Enzalutamide is commonly prescribed to men who no longer respond to traditional prostate cancer treatments and prevents the hormone testosterone from fuelling the growth of cancer.

"It's [for] men who have demonstrated metastasis or spread," said Dr. Antonio Finelli, head of the urology division at Princess Margaret Cancer Centre in Toronto.

Of the overall population of men with prostate cancer, only a minority fall into that category.

"It's a drug that definitely has had a significant impact on men who, unfortunately, develop this late-stage prostate cancer," he said.

'A more reasonable price'

The drug costs $20.12 US a tablet in Canada and $88.48 in the United States, and patients normally need four tablets a day, according to Knowledge Ecology International, a non-profit pharmaceutical industry watchdog in Washington, D.C., that is lobbying to get the price of Xtandi lowered.

Knowledge Ecology International approached Biolyse earlier this year and asked whether the company could make a more affordable version of the drug for U.S. Medicare patients. Biolyse, which had worked with Knowledge International on affordable access to another cancer drug, paclitaxel, did the math and concluded that it could produce a generic version of Xtandi for just $3 a tablet.

"We looked at it and came to the conclusion that it can be offered at a much more reasonable price," said Claude Mercure, a manager at Biolyse.

But Biolyse can't move forward without the approval of the U.S. National Institutes of Health, which would have to override some of the licensing rights that allow Medivation to set the price.

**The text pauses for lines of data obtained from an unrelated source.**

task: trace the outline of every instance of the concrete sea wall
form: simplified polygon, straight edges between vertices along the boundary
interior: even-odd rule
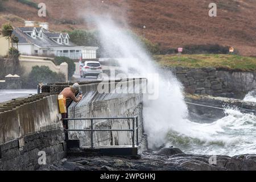
[[[146,81],[146,80],[144,80]],[[125,81],[124,83],[127,83]],[[135,81],[130,81],[131,88],[139,86]],[[120,83],[119,83],[120,84]],[[118,93],[120,87],[115,82],[113,84],[113,89],[110,93],[99,93],[97,90],[98,84],[82,85],[81,89],[86,94],[79,104],[73,103],[69,107],[69,118],[91,117],[138,117],[139,151],[147,148],[146,136],[143,134],[142,118],[143,94],[142,93]],[[94,128],[97,129],[131,129],[132,120],[105,119],[94,121]],[[135,126],[136,127],[136,126]],[[90,128],[90,121],[71,121],[69,129]],[[136,134],[135,134],[136,135]],[[94,133],[94,144],[97,146],[122,146],[131,145],[131,133],[127,131],[97,131]],[[90,133],[70,132],[69,139],[80,138],[82,147],[90,146]]]
[[[39,168],[39,151],[46,162],[65,155],[56,95],[36,95],[0,105],[0,170]]]

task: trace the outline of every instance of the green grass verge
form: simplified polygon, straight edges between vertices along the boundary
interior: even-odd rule
[[[154,55],[162,67],[182,67],[192,68],[214,67],[218,69],[256,71],[256,57],[233,55]]]

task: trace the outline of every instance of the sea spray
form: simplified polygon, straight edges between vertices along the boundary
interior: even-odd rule
[[[120,69],[127,75],[132,69],[151,82],[147,75],[159,74],[159,97],[145,99],[143,102],[144,130],[150,148],[166,144],[198,154],[256,153],[256,118],[253,114],[228,109],[226,117],[212,123],[189,121],[182,86],[173,74],[159,71],[143,44],[109,16],[95,16],[90,20],[96,24],[102,45],[110,58],[122,58],[117,59]]]
[[[167,142],[166,135],[170,129],[185,127],[182,121],[187,116],[187,109],[181,85],[171,73],[167,76],[158,72],[143,44],[138,43],[126,30],[119,27],[109,16],[95,16],[94,20],[104,49],[110,57],[118,60],[122,71],[128,75],[131,73],[129,70],[135,70],[140,77],[147,78],[148,83],[158,81],[158,97],[154,100],[145,97],[143,114],[149,147],[162,146]],[[159,75],[158,81],[148,76],[156,73]]]

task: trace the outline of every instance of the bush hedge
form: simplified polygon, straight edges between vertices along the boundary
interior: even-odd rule
[[[76,71],[76,65],[73,60],[67,57],[59,56],[54,58],[54,62],[56,65],[60,65],[62,63],[66,62],[68,65],[68,78],[70,79],[74,75]]]
[[[40,83],[52,83],[65,81],[65,75],[63,73],[53,72],[46,66],[33,67],[29,75],[23,77],[23,88],[36,88]]]

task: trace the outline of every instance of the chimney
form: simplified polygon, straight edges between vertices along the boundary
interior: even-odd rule
[[[34,21],[25,21],[25,27],[34,27]]]
[[[44,28],[47,30],[49,30],[49,23],[47,22],[41,22],[39,24],[39,26]]]

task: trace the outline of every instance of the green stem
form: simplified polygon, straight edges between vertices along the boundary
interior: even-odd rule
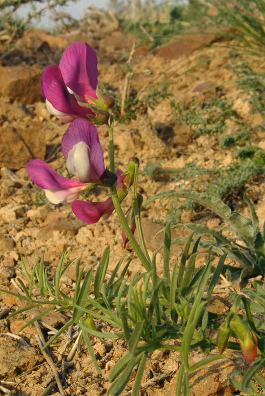
[[[143,252],[144,252],[146,257],[148,257],[149,262],[151,263],[150,258],[147,251],[145,241],[143,233],[143,229],[141,224],[141,216],[140,215],[140,210],[138,204],[138,199],[137,197],[137,181],[138,178],[138,165],[135,164],[134,168],[134,177],[133,179],[133,207],[134,214],[134,219],[137,229],[137,232],[140,241],[140,246]]]
[[[108,125],[108,140],[109,142],[109,168],[111,172],[115,172],[115,160],[113,140],[114,115],[110,113]]]
[[[138,256],[138,257],[141,261],[141,262],[143,264],[143,266],[146,271],[149,272],[151,268],[150,258],[148,256],[146,257],[145,254],[143,253],[142,250],[140,248],[140,246],[137,244],[135,238],[133,236],[131,228],[130,228],[126,221],[124,214],[122,211],[121,204],[119,200],[119,198],[118,198],[116,186],[115,185],[111,187],[111,198],[115,209],[119,217],[122,226],[125,231],[126,236],[128,238],[133,250]]]

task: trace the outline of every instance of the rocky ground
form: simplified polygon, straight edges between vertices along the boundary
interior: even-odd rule
[[[110,247],[109,274],[125,252],[121,230],[117,225],[115,214],[106,222],[87,226],[74,216],[70,206],[36,205],[43,196],[39,192],[36,193],[26,170],[26,163],[35,158],[45,159],[57,170],[64,166],[60,144],[67,125],[62,124],[47,111],[40,92],[40,76],[44,66],[58,62],[69,43],[80,40],[94,48],[99,59],[99,81],[121,94],[128,77],[125,66],[135,41],[135,50],[131,62],[133,71],[131,87],[139,97],[141,90],[143,94],[147,87],[156,86],[163,80],[170,85],[176,101],[184,99],[188,101],[195,95],[202,103],[207,97],[215,94],[217,86],[219,89],[221,87],[223,94],[229,101],[234,101],[235,108],[245,119],[253,125],[261,121],[259,114],[250,113],[247,102],[237,89],[234,77],[227,67],[229,50],[220,47],[215,33],[197,36],[196,43],[192,40],[183,42],[174,39],[149,51],[148,43],[140,43],[137,38],[125,34],[115,25],[115,20],[107,28],[105,26],[101,29],[100,27],[97,30],[80,29],[56,37],[31,29],[15,42],[13,49],[8,53],[5,52],[4,43],[0,47],[2,288],[17,290],[17,277],[21,277],[18,263],[21,255],[27,257],[30,265],[34,257],[38,260],[44,255],[45,265],[52,273],[62,253],[67,251],[71,259],[80,257],[87,270],[91,266],[96,267],[107,243]],[[258,66],[259,61],[252,60]],[[260,65],[262,67],[261,61]],[[195,158],[198,163],[209,168],[214,166],[217,161],[224,165],[229,164],[232,161],[231,152],[229,149],[220,148],[213,138],[195,136],[186,127],[172,123],[171,100],[172,98],[165,99],[154,110],[137,109],[135,119],[127,123],[116,122],[114,139],[117,167],[124,168],[132,156],[139,158],[140,170],[148,162],[158,160],[161,160],[162,167],[166,169],[181,169],[187,162]],[[99,133],[107,164],[106,127],[99,127]],[[256,134],[252,139],[255,144],[265,147],[263,135]],[[262,223],[265,219],[263,177],[254,184],[253,194],[258,197],[256,207]],[[166,188],[177,187],[167,176],[151,177],[140,174],[139,177],[139,190],[145,200]],[[96,195],[99,200],[103,197],[99,190],[96,190]],[[209,213],[203,212],[199,218],[194,215],[187,213],[185,216],[186,220],[192,219],[192,216],[193,219],[200,218],[200,222],[211,226],[219,225],[219,220]],[[159,245],[162,237],[154,239],[161,226],[154,221],[165,216],[158,203],[142,210],[144,232],[151,255]],[[130,246],[125,252],[129,256],[133,256]],[[172,263],[181,252],[181,247],[174,248]],[[161,264],[162,259],[162,255],[159,254],[160,271],[162,267],[161,265],[159,267],[159,261]],[[135,258],[133,260],[133,271],[140,271],[140,263]],[[74,266],[70,266],[64,275],[66,291],[71,292],[74,288],[75,275]],[[215,300],[214,303],[219,311],[225,311],[229,307],[227,298],[231,287],[222,290],[222,299]],[[0,293],[0,394],[7,394],[9,390],[10,395],[59,395],[51,366],[38,347],[35,326],[31,325],[20,331],[35,312],[30,311],[6,319],[9,313],[23,306],[23,302],[16,297]],[[48,335],[48,331],[52,334],[54,328],[60,328],[66,320],[64,313],[46,315],[42,324],[45,335]],[[105,331],[107,331],[107,326]],[[66,395],[105,394],[109,370],[126,351],[126,343],[122,341],[109,342],[95,338],[91,342],[102,375],[96,372],[83,344],[70,363],[63,359],[71,349],[67,335],[61,337],[50,348],[60,372],[62,361],[65,362],[66,374],[62,384]],[[191,354],[193,362],[201,358],[198,351]],[[234,353],[231,358],[231,361],[217,361],[211,368],[206,367],[192,373],[190,394],[200,396],[239,394],[229,384],[227,376],[234,369],[233,360],[237,362],[238,367],[243,367],[245,363],[239,353]],[[177,352],[154,353],[148,361],[141,395],[174,395],[179,365],[180,355]],[[124,395],[130,394],[131,385],[129,383]]]

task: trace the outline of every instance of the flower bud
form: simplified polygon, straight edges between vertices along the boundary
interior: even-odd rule
[[[258,349],[258,340],[255,335],[238,315],[234,315],[230,327],[238,338],[245,360],[247,362],[252,362],[257,355]]]
[[[130,158],[127,165],[126,170],[123,173],[123,182],[130,187],[133,183],[134,174],[135,171],[135,164],[139,165],[139,159],[137,157],[132,157]]]
[[[112,108],[115,104],[115,100],[111,96],[109,96],[105,92],[97,87],[96,91],[98,99],[93,100],[96,107],[103,110],[109,110]]]
[[[230,328],[227,320],[225,320],[219,328],[217,337],[217,344],[220,353],[222,353],[226,349],[230,333]]]
[[[95,115],[89,114],[89,119],[95,125],[103,125],[106,124],[109,118],[109,113],[106,110],[102,110],[89,104],[89,108],[95,113]]]
[[[120,202],[122,202],[127,195],[128,190],[125,184],[118,184],[116,188],[118,199]]]

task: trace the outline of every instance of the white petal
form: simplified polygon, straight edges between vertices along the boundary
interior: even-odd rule
[[[75,174],[80,182],[90,181],[91,167],[89,158],[90,149],[84,141],[79,141],[68,153],[66,166],[69,172]]]
[[[73,120],[76,118],[75,116],[71,115],[70,114],[66,114],[62,112],[59,111],[59,110],[57,110],[47,99],[46,99],[45,101],[45,104],[46,105],[46,109],[48,112],[49,112],[51,114],[52,114],[53,115],[55,115],[59,118],[60,121],[61,121],[62,122],[71,122]]]

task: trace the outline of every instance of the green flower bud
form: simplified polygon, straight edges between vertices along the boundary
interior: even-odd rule
[[[123,182],[128,187],[130,187],[133,183],[135,172],[135,164],[139,165],[139,159],[137,157],[132,157],[128,162],[126,170],[122,174],[124,176]]]
[[[222,353],[226,349],[230,333],[230,328],[226,320],[219,328],[217,337],[217,344],[220,353]]]
[[[238,315],[234,315],[230,326],[238,339],[245,360],[247,362],[252,362],[256,358],[258,349],[258,340],[255,335]]]

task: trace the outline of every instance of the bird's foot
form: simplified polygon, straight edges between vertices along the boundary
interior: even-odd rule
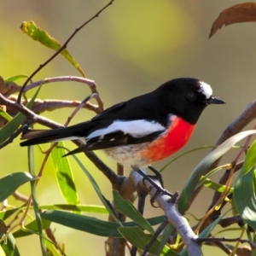
[[[172,196],[172,194],[170,193],[169,191],[167,191],[166,189],[165,189],[163,188],[163,179],[162,179],[162,176],[161,174],[156,170],[154,169],[154,167],[152,166],[148,166],[148,168],[153,171],[153,172],[155,173],[154,176],[149,176],[149,175],[147,175],[146,173],[144,173],[140,168],[138,168],[137,166],[131,166],[132,169],[136,172],[137,172],[140,175],[142,175],[143,177],[143,183],[145,180],[147,180],[155,189],[156,189],[156,192],[155,194],[151,197],[150,199],[150,204],[154,208],[157,208],[158,207],[154,206],[154,200],[155,198],[160,195],[160,194],[163,194],[163,195],[169,195],[169,196]],[[154,182],[153,179],[157,179],[159,180],[160,183],[160,186],[159,186],[157,183],[155,183]]]

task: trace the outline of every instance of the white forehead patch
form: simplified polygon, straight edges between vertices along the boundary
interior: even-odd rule
[[[200,82],[200,89],[198,91],[204,94],[207,99],[209,99],[212,96],[212,87],[205,82]]]

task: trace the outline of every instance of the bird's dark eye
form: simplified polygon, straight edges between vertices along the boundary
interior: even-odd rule
[[[194,91],[189,91],[187,94],[187,98],[188,98],[188,100],[193,102],[197,98],[197,95]]]

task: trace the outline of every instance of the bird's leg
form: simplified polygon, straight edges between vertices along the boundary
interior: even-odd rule
[[[143,191],[142,189],[137,189],[137,192],[138,197],[137,210],[142,215],[143,215],[144,207],[145,207],[145,199],[146,196],[148,195],[148,191]],[[136,253],[137,253],[137,247],[135,246],[132,246],[131,249],[131,256],[136,256]]]
[[[141,176],[143,176],[143,180],[147,180],[155,189],[156,189],[156,193],[154,194],[154,196],[151,197],[150,199],[150,204],[153,207],[157,207],[154,205],[154,199],[160,194],[164,194],[169,196],[172,196],[172,194],[170,193],[169,191],[164,189],[161,186],[159,186],[158,184],[156,184],[154,180],[148,177],[146,173],[144,173],[140,168],[138,168],[137,166],[132,166],[131,168],[136,171],[137,172],[138,172]]]
[[[157,171],[155,168],[154,168],[153,166],[148,166],[148,168],[149,170],[151,170],[154,173],[154,176],[153,175],[148,175],[150,178],[153,178],[153,179],[157,179],[161,186],[164,188],[164,181],[163,181],[163,177],[162,175],[160,174],[160,172],[159,171]]]

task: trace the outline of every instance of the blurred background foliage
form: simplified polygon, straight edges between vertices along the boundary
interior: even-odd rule
[[[108,1],[9,0],[0,5],[0,75],[32,73],[53,51],[32,41],[20,30],[22,21],[34,20],[38,26],[64,43],[76,27],[90,18]],[[210,84],[225,106],[208,108],[197,129],[181,152],[213,145],[225,127],[255,97],[253,63],[256,60],[254,23],[223,27],[208,40],[212,23],[219,13],[241,1],[116,0],[99,18],[86,26],[68,44],[68,50],[80,64],[87,78],[94,79],[105,107],[150,91],[161,83],[177,77],[195,77]],[[253,66],[252,66],[253,65]],[[79,75],[61,56],[43,69],[34,80],[47,77]],[[21,81],[20,83],[21,84]],[[31,92],[32,96],[34,92]],[[43,86],[39,98],[83,100],[90,90],[82,84],[59,83]],[[72,112],[66,108],[44,115],[61,124]],[[86,120],[92,113],[81,110],[72,124]],[[26,172],[26,149],[19,139],[0,151],[1,177]],[[72,143],[68,147],[73,147]],[[44,146],[47,148],[47,146]],[[38,148],[35,148],[39,153]],[[207,151],[199,151],[177,160],[164,172],[166,188],[182,190],[189,173]],[[115,163],[99,154],[113,168]],[[104,195],[112,192],[105,177],[79,155],[98,182]],[[39,168],[43,156],[36,154]],[[232,159],[225,158],[230,161]],[[154,165],[160,168],[169,160]],[[83,204],[100,203],[88,180],[73,160],[77,188]],[[225,162],[225,160],[224,160]],[[129,167],[126,168],[129,172]],[[38,187],[39,204],[64,203],[55,181],[53,165],[48,161]],[[218,179],[217,179],[218,180]],[[29,193],[29,185],[20,188]],[[197,217],[208,207],[212,192],[204,189],[189,210]],[[14,199],[9,204],[17,204]],[[146,217],[161,214],[148,206]],[[67,255],[102,255],[102,237],[53,224],[59,242],[66,242]],[[230,234],[229,234],[230,235]],[[29,247],[28,247],[29,242]],[[36,236],[18,240],[21,255],[39,255]],[[209,253],[207,255],[210,255]]]

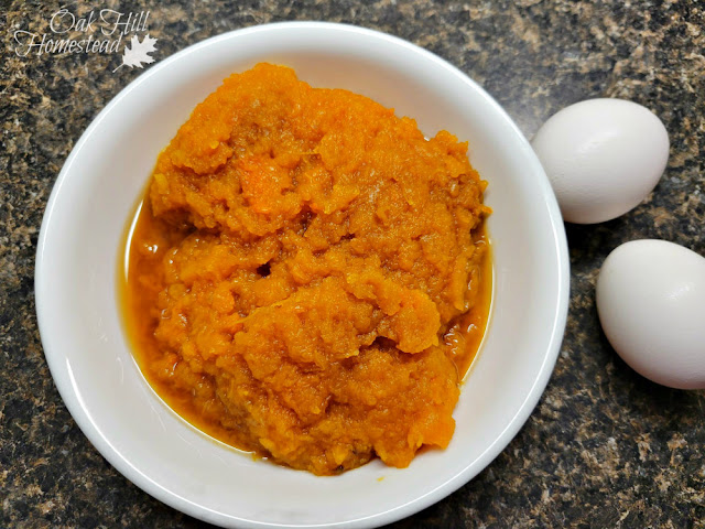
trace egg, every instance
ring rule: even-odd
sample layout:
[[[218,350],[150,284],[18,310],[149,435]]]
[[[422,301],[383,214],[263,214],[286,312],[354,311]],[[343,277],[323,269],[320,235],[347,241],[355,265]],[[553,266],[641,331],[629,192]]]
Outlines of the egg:
[[[636,371],[705,388],[705,258],[665,240],[626,242],[605,260],[596,302],[607,339]]]
[[[571,105],[543,123],[531,143],[568,223],[623,215],[655,187],[669,161],[661,120],[622,99]]]

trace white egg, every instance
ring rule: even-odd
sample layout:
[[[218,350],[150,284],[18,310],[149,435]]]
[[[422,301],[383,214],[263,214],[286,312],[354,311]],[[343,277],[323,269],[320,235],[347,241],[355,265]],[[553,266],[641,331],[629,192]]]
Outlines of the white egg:
[[[665,240],[626,242],[605,260],[596,295],[607,339],[636,371],[705,388],[705,258]]]
[[[531,141],[564,220],[594,224],[636,207],[669,161],[669,134],[649,109],[589,99],[551,117]]]

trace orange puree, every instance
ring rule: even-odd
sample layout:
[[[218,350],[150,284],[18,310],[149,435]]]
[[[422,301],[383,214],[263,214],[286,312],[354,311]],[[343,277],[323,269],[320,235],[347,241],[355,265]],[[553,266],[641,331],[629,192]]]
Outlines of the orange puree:
[[[144,375],[215,438],[315,474],[445,447],[487,320],[485,186],[446,131],[282,66],[228,77],[160,154],[129,242]]]

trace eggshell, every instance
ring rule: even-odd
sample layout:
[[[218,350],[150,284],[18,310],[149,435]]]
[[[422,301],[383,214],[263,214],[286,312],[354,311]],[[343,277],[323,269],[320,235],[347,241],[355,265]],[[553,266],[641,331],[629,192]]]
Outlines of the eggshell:
[[[563,218],[603,223],[636,207],[669,161],[669,134],[649,109],[588,99],[551,117],[532,140]]]
[[[636,371],[681,389],[705,388],[705,258],[665,240],[633,240],[597,281],[605,335]]]

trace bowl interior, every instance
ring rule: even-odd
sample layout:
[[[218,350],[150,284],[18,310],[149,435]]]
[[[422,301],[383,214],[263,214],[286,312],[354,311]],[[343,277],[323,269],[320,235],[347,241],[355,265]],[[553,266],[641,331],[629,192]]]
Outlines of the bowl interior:
[[[406,469],[372,462],[337,477],[281,468],[182,421],[142,378],[116,301],[122,235],[156,156],[194,106],[261,61],[469,140],[489,181],[495,296],[489,334],[455,411],[454,439]],[[377,526],[441,499],[511,440],[553,368],[567,306],[565,236],[533,151],[506,114],[440,58],[368,30],[290,23],[221,35],[163,61],[95,120],[47,207],[36,272],[42,342],[79,427],[137,485],[219,525]],[[382,479],[383,478],[383,479]]]

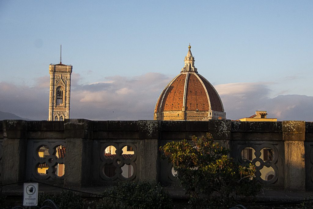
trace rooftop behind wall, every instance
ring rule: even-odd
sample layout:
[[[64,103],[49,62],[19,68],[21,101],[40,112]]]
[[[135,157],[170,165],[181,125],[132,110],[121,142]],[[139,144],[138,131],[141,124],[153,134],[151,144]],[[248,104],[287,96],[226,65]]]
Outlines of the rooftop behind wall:
[[[172,166],[160,159],[159,148],[207,132],[230,149],[235,160],[256,165],[257,177],[266,187],[313,190],[313,122],[297,121],[0,121],[0,180],[175,184]],[[38,154],[43,147],[49,150],[44,158]],[[40,173],[43,168],[45,173]]]

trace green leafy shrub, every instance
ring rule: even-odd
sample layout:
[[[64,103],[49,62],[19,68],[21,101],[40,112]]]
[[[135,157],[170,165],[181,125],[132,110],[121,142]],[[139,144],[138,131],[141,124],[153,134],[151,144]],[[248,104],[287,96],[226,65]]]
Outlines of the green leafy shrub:
[[[185,139],[169,143],[160,149],[172,163],[178,174],[176,177],[191,203],[218,204],[221,206],[217,207],[222,208],[222,205],[235,203],[240,197],[251,201],[259,190],[254,166],[236,163],[228,157],[229,150],[215,142],[209,133],[206,138],[193,136],[192,142]]]
[[[172,208],[170,205],[160,203],[170,202],[171,200],[167,191],[158,184],[124,181],[113,187],[103,194],[107,197],[100,200],[96,206],[97,209]]]
[[[38,206],[42,205],[45,200],[49,199],[54,202],[59,209],[84,208],[82,199],[78,193],[71,191],[62,191],[55,193],[43,192],[39,194]]]

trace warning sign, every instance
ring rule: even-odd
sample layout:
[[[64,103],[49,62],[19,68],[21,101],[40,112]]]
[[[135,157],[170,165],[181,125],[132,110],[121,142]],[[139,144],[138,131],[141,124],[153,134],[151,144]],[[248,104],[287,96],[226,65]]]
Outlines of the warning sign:
[[[37,205],[38,199],[38,183],[24,183],[23,205]]]

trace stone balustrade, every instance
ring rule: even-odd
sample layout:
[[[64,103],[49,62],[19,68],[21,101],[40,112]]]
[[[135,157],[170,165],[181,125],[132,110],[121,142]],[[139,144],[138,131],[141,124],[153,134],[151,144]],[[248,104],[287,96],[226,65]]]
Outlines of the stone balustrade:
[[[266,187],[313,190],[313,122],[0,121],[0,180],[66,186],[122,180],[177,183],[160,158],[168,142],[211,133]]]

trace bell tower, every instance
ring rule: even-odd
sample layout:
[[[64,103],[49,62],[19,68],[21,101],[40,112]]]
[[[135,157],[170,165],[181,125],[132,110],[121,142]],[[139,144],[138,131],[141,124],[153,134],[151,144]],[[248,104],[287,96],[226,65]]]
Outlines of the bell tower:
[[[71,75],[73,67],[62,64],[62,45],[61,49],[60,63],[49,65],[49,121],[63,121],[69,118]]]

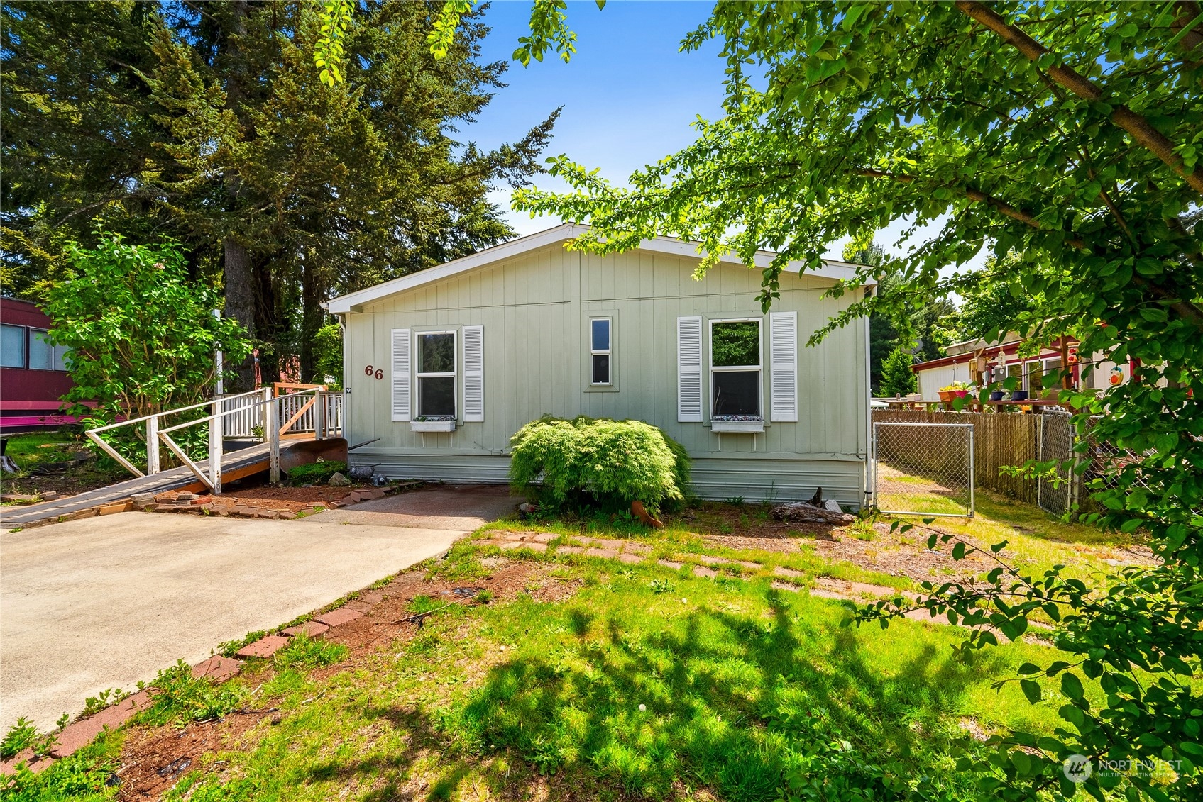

The NIH has so far said it will not intervene in the pricing of Xtandi as long as the drug remains widely available.

Knowledge Ecology International said it will challenge that decision after the U.S. presidential election in November, arguing that the NIH would be justified in overriding the drugmaker's patent rights because it, along with the publicly funded UCLA, sponsored much of the early research and development of the drug.

"Pre-clinical research was pretty much all financed by the federal government and even some of the early clinical trials were paid for by the U.S. government," said the group's director, James Love.

Members of Congress call for price drop

Biolyse has been approached by other countries interested in getting a cheaper version of the drug manufactured for their markets, and Mercure is confident that his company has the capacity to do so and still make a profit. He said he can't figure out why Xtandi is so expensive.

Xtandi's price tag has also drawn fire from several members of the U.S. Congress, including former Democratic presidential candidate Bernie Sanders.

"If the administration wants to slow the spike in drug prices, an NIH hearing now on Xtandi is one place to start," said Representative Lloyd Doggett, a Democrat from Texas, in April.

Even if the NIH were to allow Biolyse to proceed, the price reduction would not immediately affect the price of the drug in Canada, where Astellas owns the licensing rights.